Somatic mutations leading to CD8+ T cell proliferation contribute to the pathogenesis of multiple sclerosis

Multiple sclerosis (MS) is one of the most common neurological disorders in young adults, affecting around 10,000 people in Belgium and leading to important physical as well as cognitive disability. MS is characterized by three hallmarks: inflammation, demyelination and neuronal loss. During our previous FWO project, we identified >200 genetic factors for susceptibility to MS as well as a different set of genetic factors explaining important heterogeneity between patients. We unravelled how these factors point to primary role of the immune system. As these established MS risk factors explain <50% of the variation in MS risk between individuals, the current next key challenge is: what triggers whether an individual with a certain load of common genetic risk factors does or does not get MS? In this project, we propose an entirely novel explanation: mutations that are not inherited from the parents but that have arisen newly in a subset of cells of the patient (somatic mutations).

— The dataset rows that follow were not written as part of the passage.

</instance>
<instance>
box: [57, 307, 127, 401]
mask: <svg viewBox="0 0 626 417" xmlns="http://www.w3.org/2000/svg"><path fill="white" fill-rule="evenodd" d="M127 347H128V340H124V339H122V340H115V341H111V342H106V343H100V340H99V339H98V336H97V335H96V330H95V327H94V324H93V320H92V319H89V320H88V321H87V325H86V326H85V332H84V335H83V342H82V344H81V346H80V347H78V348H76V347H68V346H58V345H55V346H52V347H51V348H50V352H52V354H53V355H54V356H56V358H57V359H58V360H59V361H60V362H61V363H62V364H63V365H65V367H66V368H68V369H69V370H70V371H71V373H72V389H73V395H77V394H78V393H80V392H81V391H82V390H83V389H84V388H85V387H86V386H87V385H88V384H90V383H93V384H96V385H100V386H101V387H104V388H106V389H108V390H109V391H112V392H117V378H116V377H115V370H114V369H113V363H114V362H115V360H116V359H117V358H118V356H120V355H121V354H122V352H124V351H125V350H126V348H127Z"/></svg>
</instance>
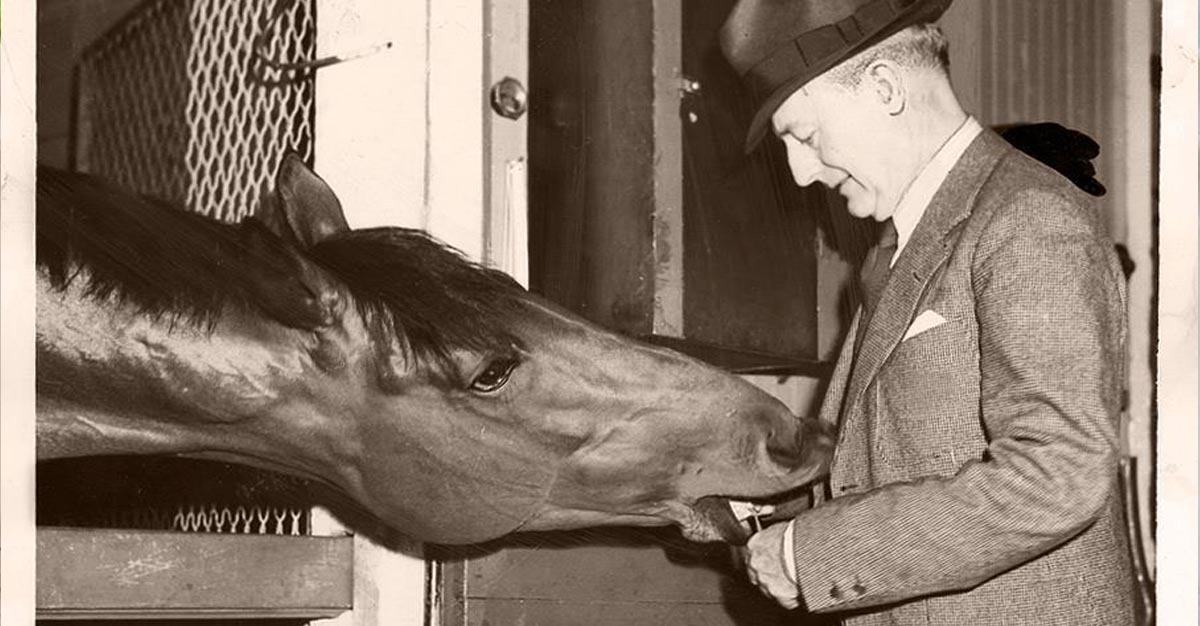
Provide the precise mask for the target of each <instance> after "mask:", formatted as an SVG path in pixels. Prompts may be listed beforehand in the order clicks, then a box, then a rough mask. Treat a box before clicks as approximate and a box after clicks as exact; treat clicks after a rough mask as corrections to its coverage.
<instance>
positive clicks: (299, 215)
mask: <svg viewBox="0 0 1200 626" xmlns="http://www.w3.org/2000/svg"><path fill="white" fill-rule="evenodd" d="M275 188H276V192H277V194H278V200H277V204H276V205H275V206H274V207H272V209H271V210H270V211H268V212H274V213H277V215H275V216H272V218H274V219H275V221H276V222H278V227H276V225H275V224H271V223H270V222H269V221H266V219H264V222H265V223H266V224H268V227H269V228H271V229H272V230H276V228H280V229H282V225H283V224H287V227H288V228H287V229H286V230H288V231H289V233H290V237H289V236H287V235H283V234H281V236H283V239H284V240H287V239H293V240H295V241H296V242H299V245H300V247H301V248H310V247H312V246H316V245H317V243H320V242H322V241H324V240H326V239H329V237H331V236H334V235H337V234H340V233H346V231H347V230H349V229H350V227H349V224H347V223H346V215H344V213H343V212H342V203H340V201H338V200H337V195H335V194H334V189H331V188H330V187H329V185H326V183H325V181H323V180H320V176H318V175H317V174H316V173H313V170H311V169H308V165H305V163H304V161H301V159H300V157H299V156H298V155H296V154H295V152H288V154H287V155H284V156H283V161H282V162H281V163H280V169H278V171H276V174H275ZM268 204H270V203H268ZM276 233H277V234H280V233H278V230H276Z"/></svg>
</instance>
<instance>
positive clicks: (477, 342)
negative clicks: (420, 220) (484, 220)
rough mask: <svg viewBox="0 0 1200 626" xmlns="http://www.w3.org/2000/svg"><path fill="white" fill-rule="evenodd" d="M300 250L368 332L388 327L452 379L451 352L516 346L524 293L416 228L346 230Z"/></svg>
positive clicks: (416, 359) (407, 350) (511, 346)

Such mutations are known to be important in cancer and are used in the choice between cancer treatments, and our project would extend this to diseases like MS. Preliminary data from our group as well as recent data from the literature, confirm as a “proof of principle” the presence of somatic mutations in immune cells in autoimmune or neurological diseases. In this project, we will build on this and investigate whether and how somatic mutations contribute to the pathogenesis of MS.